「この映画でボブ・マーリーからラスタへ響いたのか…?」ボブ・マーリー ONE LOVE 近大さんの映画レビュー(感想・評価)
この映画でボブ・マーリーからラスタへ響いたのか…?
クィーン、エルトン・ジョン、アレサ・フランクリン、エルヴィス・プレスリー、ホイットニー・ヒューストン…。
続くレジェンド・ミュージシャンの伝記。
本作は、ボブ・マーリー!
ファンや知ってる人には“レジェンド”であり“英雄”。
しかしながら、疎い私。名前とジャマイカ生まれと“レゲエの神様”って事ぐらいしか知らない。
曲もほとんど知らず。って言うか正直、レゲエ自体どんなジャンルかも…。
そんな無知な者が見ても大丈夫か…?
いや、一連の伝記映画はファン以外の人でも見れ、知る為にある。
本作もそんな体で見ようとしたら…。
ミュージシャンの伝記映画は演者の歌唱力やパフォーマンスは絶賛される一方、話がステレオタイプとよく指摘される。即ち、
誕生/幼少期~音楽との出会い/メンバーとの出会い~デビュー~栄光~挫折~再起…。
無論各々特色はあるが、本当にほとんどのミュージシャンそうなのかってくらい、パターン化している。
一見さんからすれば見易いが、目の肥えたファンや批評家からすれば新味ナシ。
本作は他のミュージシャン伝記と差別化。ボブ・マーリー36年の生涯の中の、晩年の数年間に焦点。
結果的にこれが良かったのか、否か…。
すでにジャマイカの国民的人気者、レゲエの神様。
いつ音楽に目覚めたのか、そこに至るまでの道は…?
ほとんど描かれず。
描かれるのは…
1976年、ジャマイカは2大政党が対立。国の一つを願うボブは政治闘争に巻き込まれ、暗殺未遂に遭う…。
ロンドンに拠点を移すも、母国への思いやジャー(ジャマイカ労働階級=“ラスタ”の唯一神)の教えを忘れず、歌を通じて訴え続ける…。
当時のジャマイカの背景や信仰など、日本人には分かり難い。
それらを体現しつつ、妻や周囲との関係、名曲の誕生、次第に蝕む病…など描かれ、ボブ・マーリーにとっても最も重要でドラマチックで濃密な時期のエピソードなのだろうが、それらを一通り描いて必ずしもドラマチックで感動の作品になるとは限らない。皮肉にも、その典型であった…。
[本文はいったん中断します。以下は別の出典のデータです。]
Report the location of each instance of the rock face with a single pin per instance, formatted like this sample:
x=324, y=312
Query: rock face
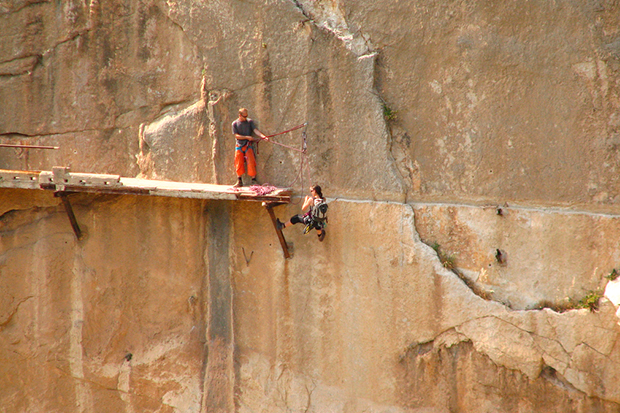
x=470, y=154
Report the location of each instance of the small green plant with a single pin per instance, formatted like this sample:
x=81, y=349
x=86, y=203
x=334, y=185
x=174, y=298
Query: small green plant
x=388, y=113
x=590, y=300
x=448, y=261
x=613, y=275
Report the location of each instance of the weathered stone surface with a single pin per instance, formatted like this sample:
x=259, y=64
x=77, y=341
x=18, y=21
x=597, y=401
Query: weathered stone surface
x=489, y=104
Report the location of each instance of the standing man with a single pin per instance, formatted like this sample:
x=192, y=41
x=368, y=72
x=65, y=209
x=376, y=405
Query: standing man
x=243, y=128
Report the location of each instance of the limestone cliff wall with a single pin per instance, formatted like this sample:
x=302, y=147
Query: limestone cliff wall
x=486, y=130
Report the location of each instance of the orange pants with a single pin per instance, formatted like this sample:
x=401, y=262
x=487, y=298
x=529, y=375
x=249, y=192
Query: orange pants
x=246, y=153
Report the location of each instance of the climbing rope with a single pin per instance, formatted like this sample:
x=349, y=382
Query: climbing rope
x=304, y=165
x=266, y=138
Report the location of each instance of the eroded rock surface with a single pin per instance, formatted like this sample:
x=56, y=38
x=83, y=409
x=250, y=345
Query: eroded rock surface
x=425, y=120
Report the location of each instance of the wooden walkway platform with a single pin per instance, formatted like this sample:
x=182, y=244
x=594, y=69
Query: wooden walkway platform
x=65, y=183
x=61, y=180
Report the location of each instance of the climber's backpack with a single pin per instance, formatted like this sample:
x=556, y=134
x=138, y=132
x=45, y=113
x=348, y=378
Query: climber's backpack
x=319, y=212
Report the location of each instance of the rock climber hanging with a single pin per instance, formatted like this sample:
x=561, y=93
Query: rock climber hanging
x=315, y=218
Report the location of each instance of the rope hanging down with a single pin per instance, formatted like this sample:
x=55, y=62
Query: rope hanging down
x=303, y=165
x=303, y=150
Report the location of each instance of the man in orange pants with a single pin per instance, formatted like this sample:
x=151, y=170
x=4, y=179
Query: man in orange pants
x=243, y=128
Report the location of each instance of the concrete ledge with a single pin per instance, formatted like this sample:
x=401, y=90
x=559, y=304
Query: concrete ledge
x=61, y=180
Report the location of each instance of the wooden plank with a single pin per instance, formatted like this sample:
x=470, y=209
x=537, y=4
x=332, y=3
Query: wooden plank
x=281, y=238
x=60, y=179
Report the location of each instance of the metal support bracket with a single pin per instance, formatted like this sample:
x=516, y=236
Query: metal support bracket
x=269, y=206
x=65, y=202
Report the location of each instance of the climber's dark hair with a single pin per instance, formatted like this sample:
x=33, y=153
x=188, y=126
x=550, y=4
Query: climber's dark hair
x=319, y=192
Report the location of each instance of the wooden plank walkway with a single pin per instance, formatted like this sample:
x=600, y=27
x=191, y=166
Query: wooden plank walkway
x=61, y=180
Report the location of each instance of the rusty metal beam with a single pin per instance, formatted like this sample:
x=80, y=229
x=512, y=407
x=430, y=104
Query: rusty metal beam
x=70, y=214
x=269, y=206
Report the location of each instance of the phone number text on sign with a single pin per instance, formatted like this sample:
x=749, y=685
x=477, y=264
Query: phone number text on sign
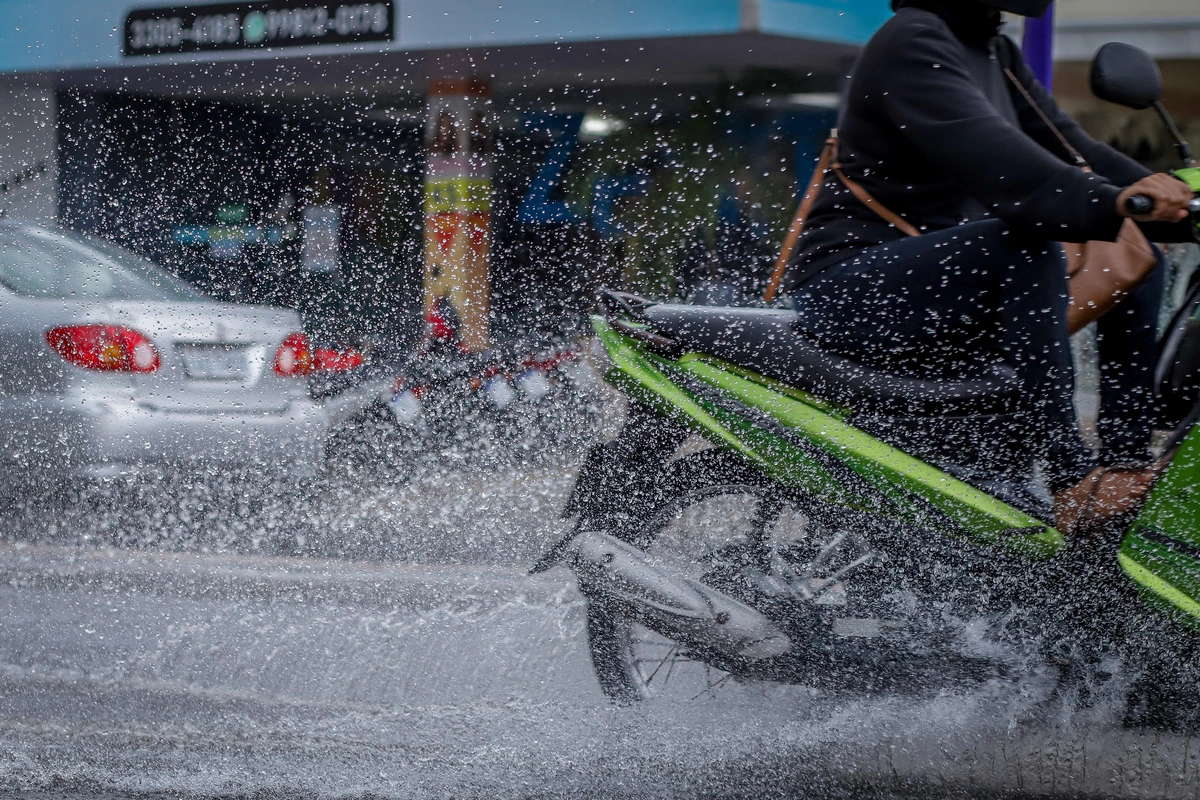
x=274, y=23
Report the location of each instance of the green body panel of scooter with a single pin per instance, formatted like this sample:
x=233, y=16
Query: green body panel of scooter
x=1162, y=549
x=1161, y=552
x=809, y=447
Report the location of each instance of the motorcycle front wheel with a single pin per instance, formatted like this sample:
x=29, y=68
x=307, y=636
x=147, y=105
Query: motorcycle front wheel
x=855, y=618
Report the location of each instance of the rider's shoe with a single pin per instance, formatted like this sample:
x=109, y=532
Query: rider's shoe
x=1104, y=501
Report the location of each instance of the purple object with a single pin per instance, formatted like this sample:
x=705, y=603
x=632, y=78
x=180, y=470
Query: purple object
x=1038, y=47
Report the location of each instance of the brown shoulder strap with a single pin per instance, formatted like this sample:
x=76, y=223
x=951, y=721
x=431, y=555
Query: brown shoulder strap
x=865, y=198
x=802, y=216
x=827, y=163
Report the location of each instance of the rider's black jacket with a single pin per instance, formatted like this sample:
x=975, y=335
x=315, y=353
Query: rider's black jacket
x=933, y=130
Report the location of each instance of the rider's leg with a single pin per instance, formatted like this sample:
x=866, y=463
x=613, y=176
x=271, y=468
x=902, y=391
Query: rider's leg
x=965, y=294
x=1127, y=338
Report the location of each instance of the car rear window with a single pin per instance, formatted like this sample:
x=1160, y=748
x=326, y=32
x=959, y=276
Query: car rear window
x=37, y=263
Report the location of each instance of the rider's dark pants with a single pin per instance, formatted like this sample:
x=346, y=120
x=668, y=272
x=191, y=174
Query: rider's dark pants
x=977, y=293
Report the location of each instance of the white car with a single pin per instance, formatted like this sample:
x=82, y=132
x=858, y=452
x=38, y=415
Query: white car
x=108, y=365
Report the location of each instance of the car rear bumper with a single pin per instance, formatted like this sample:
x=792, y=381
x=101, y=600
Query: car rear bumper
x=106, y=438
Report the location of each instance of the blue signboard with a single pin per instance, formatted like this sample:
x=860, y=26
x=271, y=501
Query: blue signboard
x=51, y=35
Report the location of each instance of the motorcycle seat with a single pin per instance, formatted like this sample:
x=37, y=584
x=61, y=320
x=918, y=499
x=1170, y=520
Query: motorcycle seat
x=768, y=342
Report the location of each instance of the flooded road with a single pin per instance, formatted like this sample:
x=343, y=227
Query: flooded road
x=424, y=662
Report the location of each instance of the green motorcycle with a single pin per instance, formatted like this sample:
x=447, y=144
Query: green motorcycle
x=772, y=511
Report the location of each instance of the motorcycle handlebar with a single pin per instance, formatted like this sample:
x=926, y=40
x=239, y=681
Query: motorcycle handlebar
x=1139, y=205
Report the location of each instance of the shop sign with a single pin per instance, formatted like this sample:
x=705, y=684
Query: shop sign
x=256, y=25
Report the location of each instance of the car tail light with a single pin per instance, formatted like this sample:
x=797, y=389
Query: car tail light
x=106, y=348
x=294, y=356
x=329, y=360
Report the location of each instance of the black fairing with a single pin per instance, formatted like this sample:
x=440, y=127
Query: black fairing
x=1177, y=377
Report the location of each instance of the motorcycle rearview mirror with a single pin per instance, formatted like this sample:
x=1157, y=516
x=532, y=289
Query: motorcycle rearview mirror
x=1127, y=76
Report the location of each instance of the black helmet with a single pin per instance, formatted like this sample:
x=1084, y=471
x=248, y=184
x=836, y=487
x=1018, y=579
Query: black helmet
x=1024, y=7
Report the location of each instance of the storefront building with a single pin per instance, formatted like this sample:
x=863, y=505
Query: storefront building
x=365, y=161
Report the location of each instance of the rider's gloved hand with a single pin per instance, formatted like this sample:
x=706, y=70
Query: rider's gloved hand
x=1170, y=194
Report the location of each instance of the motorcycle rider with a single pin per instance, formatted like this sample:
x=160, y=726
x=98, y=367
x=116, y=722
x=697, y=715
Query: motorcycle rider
x=933, y=132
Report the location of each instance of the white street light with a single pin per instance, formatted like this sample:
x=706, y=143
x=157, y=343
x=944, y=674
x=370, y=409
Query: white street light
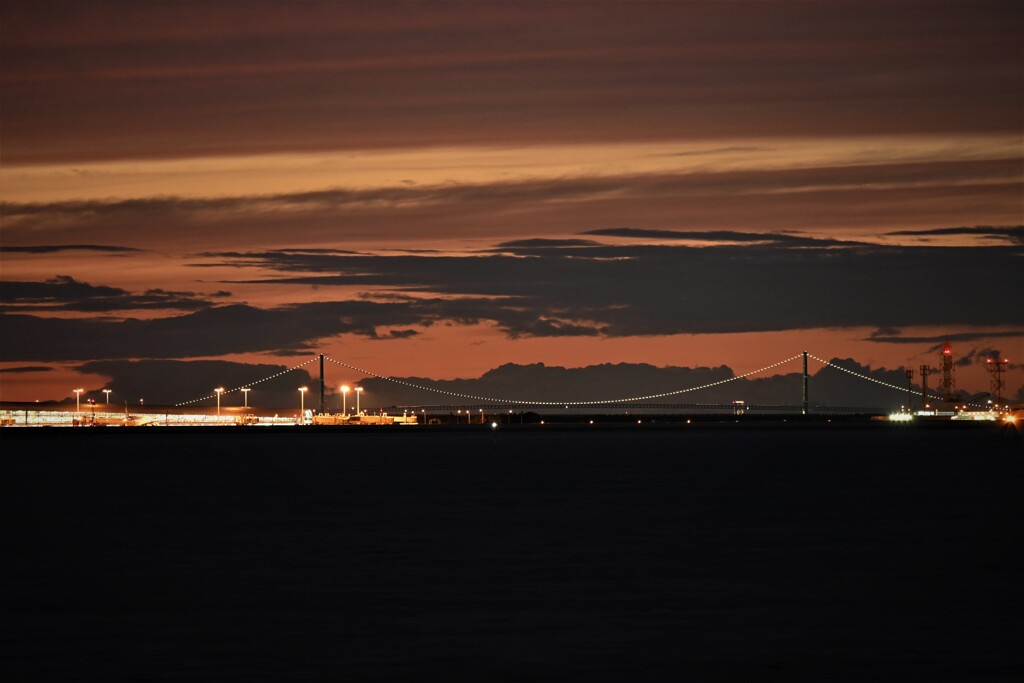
x=78, y=396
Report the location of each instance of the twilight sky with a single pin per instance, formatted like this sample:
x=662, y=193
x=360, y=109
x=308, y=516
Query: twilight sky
x=200, y=194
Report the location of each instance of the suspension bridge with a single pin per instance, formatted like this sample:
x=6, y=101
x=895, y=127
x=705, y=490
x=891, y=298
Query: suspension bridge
x=450, y=400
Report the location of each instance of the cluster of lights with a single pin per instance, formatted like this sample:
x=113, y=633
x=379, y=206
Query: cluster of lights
x=248, y=387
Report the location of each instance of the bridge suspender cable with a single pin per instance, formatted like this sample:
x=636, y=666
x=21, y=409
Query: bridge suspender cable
x=523, y=401
x=566, y=403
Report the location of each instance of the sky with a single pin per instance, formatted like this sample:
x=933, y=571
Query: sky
x=198, y=195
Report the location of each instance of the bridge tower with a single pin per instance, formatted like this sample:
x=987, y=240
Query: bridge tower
x=805, y=383
x=946, y=367
x=909, y=389
x=322, y=384
x=996, y=367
まるでドラマシリーズの途中から見たような印象で、なかなか入り込めない。
実際の生涯は激動。が、レイナルド・マーカス・グリーン監督の演出が平凡なのか脚本が弱いのか、ただ並べ立てられ、躍動するものがない。同じく実在の人物を扱った『ドリームプラン』のような感動に欠けた。延いては『ボヘミアン・ラプソディ』のような、栄光と挫折を経てのクライマックスのライヴエイドへ至るカタルシスさえも。
数年ぶりにジャマイカに帰国し、病と闘いながら、祖国を一つにするコンサートを。クライマックスだけじゃなく本来本作の最大の見せ場の筈が、そのシーンは丸々カット。ちょっとの実録映像と説明字幕のみ。
いやいや、あり得ないでしょ!
ボブ・マーリーの何を見せたかったのか…?
ドラマチックな生涯…? 見せるものが少な過ぎる。
名曲の誕生…?
祖国一つへの願い…?
ジャーの教え…?
少なからず訴えるものはあった。“ラスタ”の意味とか。
曲もほとんど知らなかったが、耳に心地よい。
ヘアメイクなどの力も借り、キングズリー・ベン=アディルの熱演。
だけど他のミュージシャン伝記映画を見た時のような、興奮と感動が響かなかった。
個人的に作品が今一つだっただけ。
ボブ・マーリーの足跡は偉大。
ジャマイカのみならず世界中で語られ、歌い継がれていく。
レジェンド・ミュージシャンの歌はこれからも。